Now he just had to make sure he hadn’t already lost Allie—his true gift.
* * *
Allie was up in the attic, looking for the box of Christmas tree decorations that she’d avoided last Christmas, unable to bear looking at the ornaments Theo had surprised her with on their first holiday as a married couple. He’d had a few of their wedding photos put on hanging hearts and he’d conspired with her sisters to make photo ornaments of her parents on red and white stars. She’d hugged him for a good five minutes when he’d given her those.
Ah, there the box was. She’d forgotten she’d shoved it under an old desktop to avoid seeing it on the rare occasions she’d come up here. Last Christmas, between mourning her late parents and grieving at Theo’s loss, she just couldn’t handle looking at the box the ornaments were in, let alone putting them on the tree.

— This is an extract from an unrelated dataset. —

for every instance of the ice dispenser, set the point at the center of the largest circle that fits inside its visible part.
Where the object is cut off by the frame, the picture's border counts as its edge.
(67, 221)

She sat down on the dusty floorboards and opened up the box, pulling out an ornament photo of her and Theo kissing right outside the Wedlock Creek Chapel. She smiled at how incredibly happy she and Theo looked. Seven years ago. They’d been so young, just twenty-four, and she’d been so madly in love. She still was.
And mission unexpectedly accomplished. Because there was no way she could have some ridiculous platonic marriage with this man. She loved Theo with all her heart, in every way. She would just have to accept, somehow, that he was a cop and that he’d do his best to keep himself safe for his family.

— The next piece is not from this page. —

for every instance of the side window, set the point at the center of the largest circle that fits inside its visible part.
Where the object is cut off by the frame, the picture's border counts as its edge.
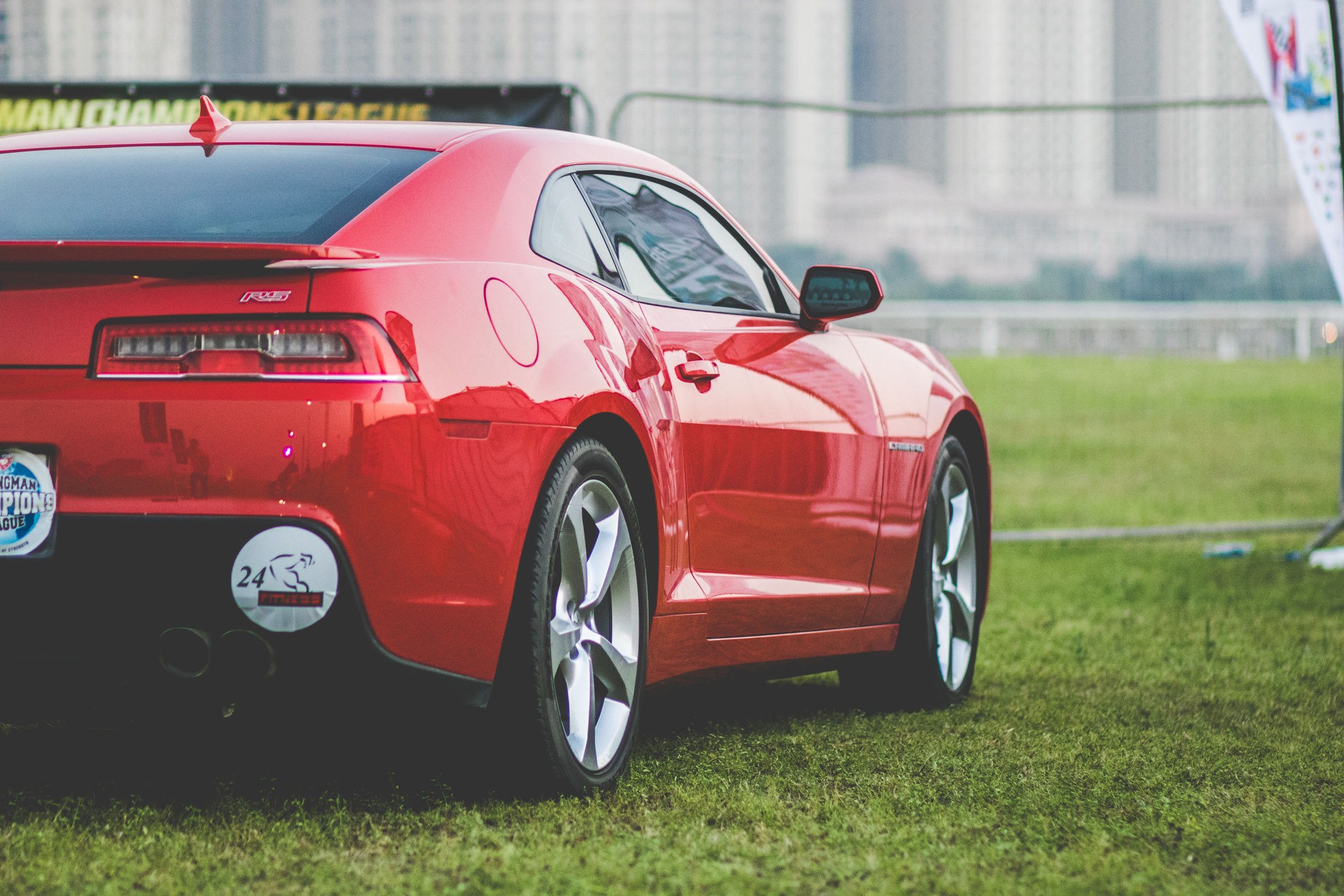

Except the second she thought it, she knew it would be rough going. Maybe they would just “figure it out,” as he’d said. Find a new normal kind of thing.
She glanced at her watch. It was now noon, and Theo should be home any minute. He’d texted her that the morning had gone well and that he had a few stops to make. A few minutes later, she heard the door open, and she took the box and went back down the attic steps.
“Allie?” he called.
“Up here,” she said, heading down the main stairs.

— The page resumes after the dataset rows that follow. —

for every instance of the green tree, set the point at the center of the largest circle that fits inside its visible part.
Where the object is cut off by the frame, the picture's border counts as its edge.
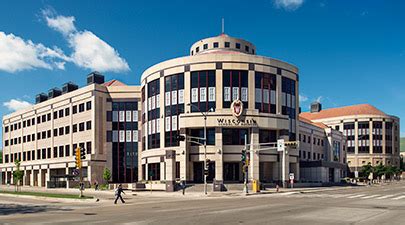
(379, 170)
(366, 170)
(18, 174)
(107, 175)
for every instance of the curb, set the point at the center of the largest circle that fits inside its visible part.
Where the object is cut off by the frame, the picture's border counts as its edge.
(49, 198)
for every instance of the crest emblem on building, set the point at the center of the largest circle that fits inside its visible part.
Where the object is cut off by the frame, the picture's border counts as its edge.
(237, 108)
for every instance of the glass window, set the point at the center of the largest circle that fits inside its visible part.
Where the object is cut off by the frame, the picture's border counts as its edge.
(234, 136)
(200, 133)
(88, 105)
(235, 87)
(81, 107)
(203, 90)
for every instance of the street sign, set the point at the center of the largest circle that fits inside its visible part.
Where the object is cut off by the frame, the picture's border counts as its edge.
(280, 145)
(75, 172)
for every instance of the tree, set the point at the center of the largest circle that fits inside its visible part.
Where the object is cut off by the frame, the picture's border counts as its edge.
(379, 170)
(18, 174)
(107, 175)
(366, 170)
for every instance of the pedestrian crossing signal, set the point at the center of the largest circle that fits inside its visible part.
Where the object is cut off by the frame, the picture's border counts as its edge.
(180, 137)
(291, 144)
(78, 159)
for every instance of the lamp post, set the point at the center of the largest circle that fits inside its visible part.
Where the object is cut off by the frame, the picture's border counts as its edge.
(205, 144)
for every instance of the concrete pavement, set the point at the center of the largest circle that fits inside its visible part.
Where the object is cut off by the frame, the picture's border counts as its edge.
(361, 205)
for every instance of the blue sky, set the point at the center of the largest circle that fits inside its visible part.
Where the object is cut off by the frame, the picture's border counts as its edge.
(348, 52)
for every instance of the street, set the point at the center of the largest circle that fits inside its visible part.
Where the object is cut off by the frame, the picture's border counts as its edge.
(377, 204)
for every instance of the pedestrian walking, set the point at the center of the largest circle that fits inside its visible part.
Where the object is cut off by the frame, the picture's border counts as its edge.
(118, 193)
(96, 186)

The sight of him, in his black leather jacket, his green eyes on her, never failed to send a spark up her spine.
“Babies napping?” he asked, a big shopping bag in his hand.
She nodded. “For about fifteen more minutes or so.”
“Just enough time,” he said.
She tilted her head. “For what?”
“For me to tell you we don’t have to have a platonic marriage.”
She smiled. “I already came to my senses about that—with a little help from my sisters and these ornaments.”
He put down the bag and came over to her, looking in the box. He pulled out an ornament of them on the chapel steps, Allie in his arms, bouquet that her sister Lila would catch at the reception in her hand. “The happiest day of my life is a tie—this day,” he said, pointing at the photo on the ornament. “And the day I returned to Wedlock Creek and saw you again and met my children. You and the quads have to come first.”
She reached up a hand to his face. “I know you mean that. And I accept that you’re who you are, Theo Stark. Your job is part of you. We’ll figure it out as we go along. You know what I realized just now? We’re not the same people we were two years ago. We’ll both handle things differently.”
He took the box from her and set it down on the bottom step, then pulled her into his arms. “I don’t know what I did to deserve you, Allie. But there’s something you should know.”
She looked up at him. “What’s that?”
“I already turned down the task force.”
She gasped. “Really?”
“Really. When I said just now that you and the babies come first, I meant it. I came up with a proposal to let me serve the team as a strategist instead of being out on the missions, and the captain approved.”
“Theo, that’s brilliant. And right up your alley. You love strategizing and the psychology of the criminal mind.”